P'TITE MORT ORDINAIRE (12 )

     

 

 

 

 

PETITE CHRONIQUE

 


D'UNE MORT ORDINAIRE

 

 - 


     

 

 

 

      La pièce ressemble étrangement à une cellule, à peine plus longue que large.Ca et là quelques taches d'un badigeon verdâtre attestent que les murs ont été peints en des temps immémoriaux.

 

     Une lézarde court au plafond qu'elle parcourt en zigzags et vient se cacher pour mourir derrière le gros radiateur de fonte qui trône sous l'unique fenêtre.

 

     La vieille dame repose sur son lit : petit cadavre décharné que personne ne veille et qu'éclaire d'une lumière blafarde, le plafonnier globuleux.

 

   Elle est entrée en solitude, le douze juillet mil neuf cent soixante, comme en témoigne le registre des admissions.Ce fut en quelque sorte, un internement dit administratif voulu par son fils, Abel, avec l'aimable complicité des uns et des autres... qui s'accordèrent avec une belle et touchante unanimité pour déclarer qu'elle présentait, outre une tendance au non conformisme incompatible avec son âge canonique : les premiers stigmates de la déraison.

 

    Ceci étant décidé et entériné, sa vie ne fut plus qu'une succession de jours sans saveur, sans couleurs, sans repères, sans tendresse, sans amour : trame insipide d'une existence contemplative et quasi carcérale.

    

    Si on l'interrogeait sur son passé, elle se contentait de dessiner dans l'espace, d'un index tremblant, un grand cercle de famille dont elle devenait le centre et qu'elle peuplait d'enfants imaginaires, calins et drôles, qu'elle appelait par leurs prénoms, qu'elle chérissait, gavait d'amour, bourrait d'affection et maternait....avec l'énergie du désespoir.Elle avait alors dans ces périodes de délire une espèce d'aura pathétique et magnifique qui m'émouvait jusqu'aux larmes.

 

    Elle entra en léthargie, insensiblement, inexorablement, ne consentant à quitter sa chambre monacale que pour rejoindre la salle commune, à petits pas, pour de petits repas : Petit santon voûté, déhanché, à la démarche syncopée, soliloquant dans les couloirs qui retentissaient parfois de braiements déchirants qui n'avaient rien d'animal.

 

    La vieille dame est morte...

 

    Le chapelet aux grains d'ébène déroule ses entrelacs au ciel de lit.

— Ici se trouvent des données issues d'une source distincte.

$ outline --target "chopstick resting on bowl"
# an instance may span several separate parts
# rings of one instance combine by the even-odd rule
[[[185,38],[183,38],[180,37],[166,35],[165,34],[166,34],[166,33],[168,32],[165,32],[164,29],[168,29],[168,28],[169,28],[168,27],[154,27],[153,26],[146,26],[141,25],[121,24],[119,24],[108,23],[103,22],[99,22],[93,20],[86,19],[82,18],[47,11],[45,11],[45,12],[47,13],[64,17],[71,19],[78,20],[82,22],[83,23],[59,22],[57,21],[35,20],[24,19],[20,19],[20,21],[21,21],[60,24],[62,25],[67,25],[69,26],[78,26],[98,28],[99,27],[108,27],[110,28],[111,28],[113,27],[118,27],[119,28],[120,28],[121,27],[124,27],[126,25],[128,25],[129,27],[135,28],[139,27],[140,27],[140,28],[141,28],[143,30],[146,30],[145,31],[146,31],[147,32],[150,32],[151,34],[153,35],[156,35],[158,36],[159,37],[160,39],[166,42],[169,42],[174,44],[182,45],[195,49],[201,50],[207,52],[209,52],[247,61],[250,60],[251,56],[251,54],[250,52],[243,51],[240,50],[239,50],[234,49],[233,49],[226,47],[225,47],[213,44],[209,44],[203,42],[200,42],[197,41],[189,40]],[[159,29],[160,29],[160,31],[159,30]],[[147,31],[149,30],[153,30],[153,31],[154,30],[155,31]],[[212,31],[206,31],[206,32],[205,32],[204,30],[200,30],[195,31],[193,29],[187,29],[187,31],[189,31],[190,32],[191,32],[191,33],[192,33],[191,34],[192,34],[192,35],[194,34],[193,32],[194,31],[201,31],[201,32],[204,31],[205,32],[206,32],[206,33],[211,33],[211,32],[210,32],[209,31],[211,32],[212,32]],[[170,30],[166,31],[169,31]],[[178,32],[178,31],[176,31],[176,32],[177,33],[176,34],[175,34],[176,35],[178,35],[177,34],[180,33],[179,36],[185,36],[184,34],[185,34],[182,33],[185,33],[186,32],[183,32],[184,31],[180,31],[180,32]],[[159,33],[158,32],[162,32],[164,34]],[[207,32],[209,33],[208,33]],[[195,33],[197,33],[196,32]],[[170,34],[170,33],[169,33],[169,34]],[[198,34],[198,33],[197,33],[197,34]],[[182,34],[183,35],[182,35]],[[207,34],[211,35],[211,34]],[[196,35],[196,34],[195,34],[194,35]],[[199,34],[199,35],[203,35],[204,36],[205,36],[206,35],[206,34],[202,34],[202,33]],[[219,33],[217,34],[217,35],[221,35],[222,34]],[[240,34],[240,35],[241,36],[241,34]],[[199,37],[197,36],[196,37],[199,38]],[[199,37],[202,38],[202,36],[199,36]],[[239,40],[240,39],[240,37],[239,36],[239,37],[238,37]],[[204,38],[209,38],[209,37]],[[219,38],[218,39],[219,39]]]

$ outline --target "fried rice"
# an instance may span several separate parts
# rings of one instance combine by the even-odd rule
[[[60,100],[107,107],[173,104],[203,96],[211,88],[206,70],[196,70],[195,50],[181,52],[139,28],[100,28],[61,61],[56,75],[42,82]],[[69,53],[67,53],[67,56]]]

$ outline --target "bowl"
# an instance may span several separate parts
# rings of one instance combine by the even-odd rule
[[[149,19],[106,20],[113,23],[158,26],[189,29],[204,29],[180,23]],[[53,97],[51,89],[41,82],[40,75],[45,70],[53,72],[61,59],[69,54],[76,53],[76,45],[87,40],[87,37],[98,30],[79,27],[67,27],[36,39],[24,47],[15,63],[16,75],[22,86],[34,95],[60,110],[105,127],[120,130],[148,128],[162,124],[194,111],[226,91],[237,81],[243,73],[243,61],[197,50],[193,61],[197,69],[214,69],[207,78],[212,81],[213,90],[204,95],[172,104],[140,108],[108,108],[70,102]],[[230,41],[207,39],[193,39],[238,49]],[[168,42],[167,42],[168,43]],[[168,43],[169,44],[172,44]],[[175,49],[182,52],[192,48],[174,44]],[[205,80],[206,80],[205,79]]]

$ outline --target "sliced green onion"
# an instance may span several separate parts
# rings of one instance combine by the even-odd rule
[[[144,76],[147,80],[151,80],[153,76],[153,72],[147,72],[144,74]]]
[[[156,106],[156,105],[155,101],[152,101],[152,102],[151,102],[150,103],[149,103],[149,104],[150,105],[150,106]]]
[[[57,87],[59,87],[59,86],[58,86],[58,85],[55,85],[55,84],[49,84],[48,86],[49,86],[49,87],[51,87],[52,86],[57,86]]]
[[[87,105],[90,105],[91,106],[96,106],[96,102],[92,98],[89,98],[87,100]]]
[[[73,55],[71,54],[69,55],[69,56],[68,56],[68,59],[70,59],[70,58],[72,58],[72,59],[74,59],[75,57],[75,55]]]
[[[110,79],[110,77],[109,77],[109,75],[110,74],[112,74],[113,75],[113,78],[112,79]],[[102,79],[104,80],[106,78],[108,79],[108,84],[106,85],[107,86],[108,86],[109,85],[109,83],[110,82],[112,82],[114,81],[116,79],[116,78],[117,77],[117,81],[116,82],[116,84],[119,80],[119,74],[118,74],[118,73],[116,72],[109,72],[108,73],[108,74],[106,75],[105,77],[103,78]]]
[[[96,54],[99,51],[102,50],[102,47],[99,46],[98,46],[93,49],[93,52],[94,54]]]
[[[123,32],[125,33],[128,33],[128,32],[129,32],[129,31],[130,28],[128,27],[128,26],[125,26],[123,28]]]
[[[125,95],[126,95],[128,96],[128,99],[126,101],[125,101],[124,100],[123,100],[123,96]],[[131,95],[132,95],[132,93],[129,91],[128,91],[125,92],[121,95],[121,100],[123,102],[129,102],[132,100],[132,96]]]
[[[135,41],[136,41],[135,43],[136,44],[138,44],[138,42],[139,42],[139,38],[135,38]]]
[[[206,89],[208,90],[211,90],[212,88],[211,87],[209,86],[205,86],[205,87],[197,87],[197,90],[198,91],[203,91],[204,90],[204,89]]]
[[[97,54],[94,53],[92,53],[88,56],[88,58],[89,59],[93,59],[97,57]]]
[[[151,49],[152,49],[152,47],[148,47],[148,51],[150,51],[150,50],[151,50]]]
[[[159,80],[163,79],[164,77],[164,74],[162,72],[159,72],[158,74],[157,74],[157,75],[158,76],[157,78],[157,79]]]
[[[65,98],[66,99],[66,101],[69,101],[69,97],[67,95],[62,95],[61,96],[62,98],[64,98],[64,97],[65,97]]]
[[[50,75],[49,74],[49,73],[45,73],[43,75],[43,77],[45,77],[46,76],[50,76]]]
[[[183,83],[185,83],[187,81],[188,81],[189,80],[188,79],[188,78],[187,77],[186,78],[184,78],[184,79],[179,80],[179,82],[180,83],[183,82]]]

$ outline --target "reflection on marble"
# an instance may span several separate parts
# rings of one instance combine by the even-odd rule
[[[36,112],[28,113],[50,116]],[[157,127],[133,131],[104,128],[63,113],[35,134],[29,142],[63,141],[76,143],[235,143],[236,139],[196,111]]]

    La croix de nacre cotoie le flacon de sérum qui distille son goutte à goutte : clepsydre dérisoire, désormais inutile..

    La vieille dame vient de larguer les fils ténus qui la reliaient à l'existence...Elle vient de rejoindre les abysses...mettant en quelque sorte un terme à une vie végétative exemplaire.... dans une belle mort clinique et naturelle...

 

    Il va falloir prévenir les uns et les autres...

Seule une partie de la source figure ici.